パニック的な引き出しは恐怖の表れではあるが、コールドストレージへの移動は「売り圧力の減少」という副次的な効果を生んでおり、これが6万5000ドルのサポート維持の一因となっている。
取引所残高の減少がベアトラップを示唆、6万9000ドル付近に3億6700万ドルのショートポジションが集中
デリバティブ市場では、戦争報道を受けた6万3000ドルへの急落局面でショートポジションが急増。アクティブなショート建玉は15億ドル規模に膨らみ、6万ドル割れを見込むポジションが積み上がった。

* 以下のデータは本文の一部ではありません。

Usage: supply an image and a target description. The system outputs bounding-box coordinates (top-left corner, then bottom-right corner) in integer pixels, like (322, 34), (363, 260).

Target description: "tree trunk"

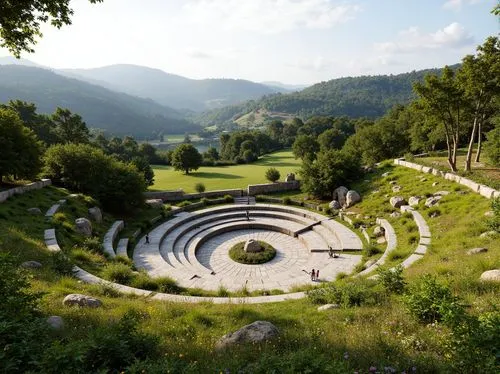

(464, 116), (479, 171)
(475, 121), (483, 162)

しかしその後の反発と取引所残高減少により、6万9100ドルを超えれば約3億6700万ドル相当のショートが清算されるリスクが浮上している。
データ提供元のCoinglassによる清算ヒートマップでは、6万9045ドル付近にショート清算が集中している。このゾーンを安定的に突破すれば「ショートスクイーズ(踏み上げ)」が発生し、売り勢力の買い戻しがさらなる上昇圧力を生む可能性がある。
一方、ロングポジションも約14億ドル規模に拡大しており、弱気優勢は徐々に縮小しつつある。

原油高が続き、マクロ的なヘッジ資金の流入が継続すれば、ビットコインは米株式市場から離れ、コモディティとしての性質を強めていくだろう。
ただし、地政学的緊張が緩和し原油が急反落した場合、ビットコインもマクロ的な買いを失うリスクがある。その際、注視すべきサポートレベルは6万6000ドル付近だ。ここには現在、±20%価格帯内で最大規模の7億6500万ドル規模のロングポジション(買い)が集中している。